Well, what should we be preaching about? What should we believe? What should we be saying? If you are a preacher, consider how fearful you are to rethink your message this way! You can’t just preach free love!!! I say, preach truth, preach strong grace. Jesus preached repentance in a way that caused crowds of sinners to flock to Him. Prostitutes followed Him like a puppy dog, and wept and wiped His feet with their grateful tears. Obviously, they felt welcomed and loved by Him, not condemned. To Him, sin is a disease that needs treatment by a doctor, and virtue is not an obligation to be forcefully imposed upon the unwilling. Do you think you are right because of the paltry few conversions in your midst? Preaching to the flesh, preaching in order to squelch the desire of the flesh, preaching the comforting message of principles which address surface behaviors, is not producing real results is it? Paul preached a message of incredibly scandalous grace, Martin Luther came around to it again, and when it is preached, it changes history.
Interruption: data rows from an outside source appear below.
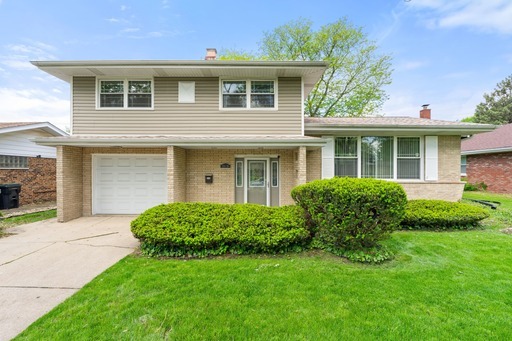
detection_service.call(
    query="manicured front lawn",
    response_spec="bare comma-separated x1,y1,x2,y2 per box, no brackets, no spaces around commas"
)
14,218,512,340
463,192,512,229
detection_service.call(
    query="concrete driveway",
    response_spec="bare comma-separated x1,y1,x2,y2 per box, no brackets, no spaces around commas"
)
0,216,139,340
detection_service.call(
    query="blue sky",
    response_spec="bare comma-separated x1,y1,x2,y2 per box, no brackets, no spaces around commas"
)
0,0,512,128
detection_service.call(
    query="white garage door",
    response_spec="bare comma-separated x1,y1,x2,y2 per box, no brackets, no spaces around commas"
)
92,155,167,214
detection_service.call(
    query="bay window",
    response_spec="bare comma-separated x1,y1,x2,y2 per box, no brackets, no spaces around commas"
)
334,137,358,178
334,136,422,180
222,80,275,108
397,137,421,179
98,79,153,108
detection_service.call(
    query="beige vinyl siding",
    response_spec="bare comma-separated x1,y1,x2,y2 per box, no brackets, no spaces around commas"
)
72,77,302,135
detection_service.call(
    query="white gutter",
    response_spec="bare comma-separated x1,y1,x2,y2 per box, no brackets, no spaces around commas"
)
461,147,512,155
33,137,327,148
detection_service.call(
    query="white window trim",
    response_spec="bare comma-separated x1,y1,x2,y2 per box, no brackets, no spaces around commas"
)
178,81,196,104
96,77,155,111
332,135,425,182
270,161,281,188
0,154,29,170
219,78,279,111
460,155,468,176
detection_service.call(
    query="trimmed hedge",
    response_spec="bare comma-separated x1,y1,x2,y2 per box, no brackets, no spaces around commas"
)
401,200,489,230
131,203,311,257
292,178,407,261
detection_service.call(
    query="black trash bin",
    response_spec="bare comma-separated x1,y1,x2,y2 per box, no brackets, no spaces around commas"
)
0,184,21,210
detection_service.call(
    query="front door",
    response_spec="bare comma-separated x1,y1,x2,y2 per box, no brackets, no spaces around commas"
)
235,157,280,206
247,160,269,205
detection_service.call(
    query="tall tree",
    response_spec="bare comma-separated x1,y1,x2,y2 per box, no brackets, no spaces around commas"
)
220,19,391,117
473,75,512,125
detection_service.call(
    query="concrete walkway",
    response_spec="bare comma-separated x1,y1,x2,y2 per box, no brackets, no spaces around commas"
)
0,216,138,341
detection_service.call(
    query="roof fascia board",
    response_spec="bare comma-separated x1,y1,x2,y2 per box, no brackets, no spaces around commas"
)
305,124,494,136
461,147,512,155
33,138,327,148
0,122,68,136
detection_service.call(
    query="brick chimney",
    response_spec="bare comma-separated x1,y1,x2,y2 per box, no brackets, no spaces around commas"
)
204,48,217,60
420,104,431,120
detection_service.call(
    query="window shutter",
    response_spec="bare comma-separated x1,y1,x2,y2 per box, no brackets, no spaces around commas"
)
322,136,334,179
425,136,438,181
178,82,196,103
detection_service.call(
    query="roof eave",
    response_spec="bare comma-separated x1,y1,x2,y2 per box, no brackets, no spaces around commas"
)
34,138,327,148
305,123,495,136
461,147,512,155
0,122,68,136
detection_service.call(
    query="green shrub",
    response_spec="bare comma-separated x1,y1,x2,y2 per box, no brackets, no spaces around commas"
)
292,178,407,261
131,203,310,257
401,200,489,230
464,182,487,191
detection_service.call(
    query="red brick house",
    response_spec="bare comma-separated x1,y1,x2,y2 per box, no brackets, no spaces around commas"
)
461,124,512,193
0,122,68,205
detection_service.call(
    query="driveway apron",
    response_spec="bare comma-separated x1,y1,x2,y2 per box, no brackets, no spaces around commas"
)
0,216,138,341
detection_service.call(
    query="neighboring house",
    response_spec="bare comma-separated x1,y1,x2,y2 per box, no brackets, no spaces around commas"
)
0,122,67,205
33,50,492,221
461,124,512,193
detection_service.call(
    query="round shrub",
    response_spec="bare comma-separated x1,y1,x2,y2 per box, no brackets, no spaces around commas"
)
401,200,489,230
292,178,407,254
131,203,310,257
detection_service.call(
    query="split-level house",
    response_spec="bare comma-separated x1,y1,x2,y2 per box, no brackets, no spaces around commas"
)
33,51,492,221
0,122,68,208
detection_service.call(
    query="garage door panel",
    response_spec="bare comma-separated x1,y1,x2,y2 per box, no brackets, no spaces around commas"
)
93,155,167,214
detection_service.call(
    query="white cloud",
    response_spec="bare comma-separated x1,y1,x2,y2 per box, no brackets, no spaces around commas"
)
407,0,512,34
0,88,69,129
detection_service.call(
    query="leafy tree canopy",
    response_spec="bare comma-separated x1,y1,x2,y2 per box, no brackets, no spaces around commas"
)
474,75,512,125
220,19,392,117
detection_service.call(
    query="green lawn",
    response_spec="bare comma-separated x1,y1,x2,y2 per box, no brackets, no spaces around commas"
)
0,210,57,237
14,193,512,340
463,192,512,229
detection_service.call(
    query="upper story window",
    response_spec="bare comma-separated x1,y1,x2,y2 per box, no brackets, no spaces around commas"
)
98,79,153,108
222,80,276,109
334,136,422,180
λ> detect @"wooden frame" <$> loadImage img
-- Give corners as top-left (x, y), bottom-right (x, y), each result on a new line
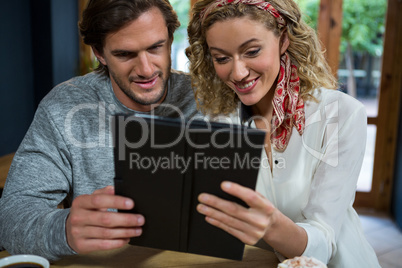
top-left (355, 0), bottom-right (402, 212)
top-left (317, 0), bottom-right (342, 77)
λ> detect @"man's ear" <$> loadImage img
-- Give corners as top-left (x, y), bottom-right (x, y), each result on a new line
top-left (281, 31), bottom-right (289, 55)
top-left (92, 46), bottom-right (107, 66)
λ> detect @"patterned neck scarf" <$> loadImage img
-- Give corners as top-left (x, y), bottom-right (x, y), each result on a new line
top-left (200, 0), bottom-right (286, 27)
top-left (240, 53), bottom-right (305, 151)
top-left (271, 53), bottom-right (305, 151)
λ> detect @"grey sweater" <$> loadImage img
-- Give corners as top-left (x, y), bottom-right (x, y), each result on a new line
top-left (0, 71), bottom-right (198, 260)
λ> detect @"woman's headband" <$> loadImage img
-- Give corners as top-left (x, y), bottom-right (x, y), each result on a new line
top-left (200, 0), bottom-right (286, 27)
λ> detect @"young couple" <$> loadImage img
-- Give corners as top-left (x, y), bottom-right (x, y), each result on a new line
top-left (0, 0), bottom-right (379, 267)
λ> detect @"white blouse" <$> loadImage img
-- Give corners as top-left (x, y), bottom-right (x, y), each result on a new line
top-left (226, 89), bottom-right (380, 268)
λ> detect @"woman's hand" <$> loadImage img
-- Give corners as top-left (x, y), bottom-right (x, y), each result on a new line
top-left (197, 181), bottom-right (278, 245)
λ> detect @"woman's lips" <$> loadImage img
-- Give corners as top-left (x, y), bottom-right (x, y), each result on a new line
top-left (234, 78), bottom-right (259, 93)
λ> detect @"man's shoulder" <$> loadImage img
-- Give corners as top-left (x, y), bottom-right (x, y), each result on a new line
top-left (42, 72), bottom-right (108, 105)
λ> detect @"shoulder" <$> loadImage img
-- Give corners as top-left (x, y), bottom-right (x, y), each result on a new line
top-left (40, 73), bottom-right (110, 108)
top-left (305, 88), bottom-right (367, 123)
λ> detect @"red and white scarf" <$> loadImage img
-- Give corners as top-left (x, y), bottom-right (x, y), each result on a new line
top-left (271, 53), bottom-right (305, 151)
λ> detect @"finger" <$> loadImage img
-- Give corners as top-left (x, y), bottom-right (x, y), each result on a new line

You are not smarter than Paul, nor are you more fruitful. Go back and search these scriptures, and preach grace. Tell people that God tremendously loves them. Tell them clearly that Christ’s blood is enough to abundantly forgive them. Tell them this over and over and over, 70 times 7. Lead them to a unified desire for virtue. Encourage them to learn to trust the desire of their new self. Figure out and teach what it means to have a mind set on the Spirit. Don’t sit there and pretend you already do this if you don’t. If you repent of anything, repent of this! You are torturing people with your preaching. Ring a new bell, a bell of love and grace and freedom and newness. The weeping sinners will flock to you, I just know it.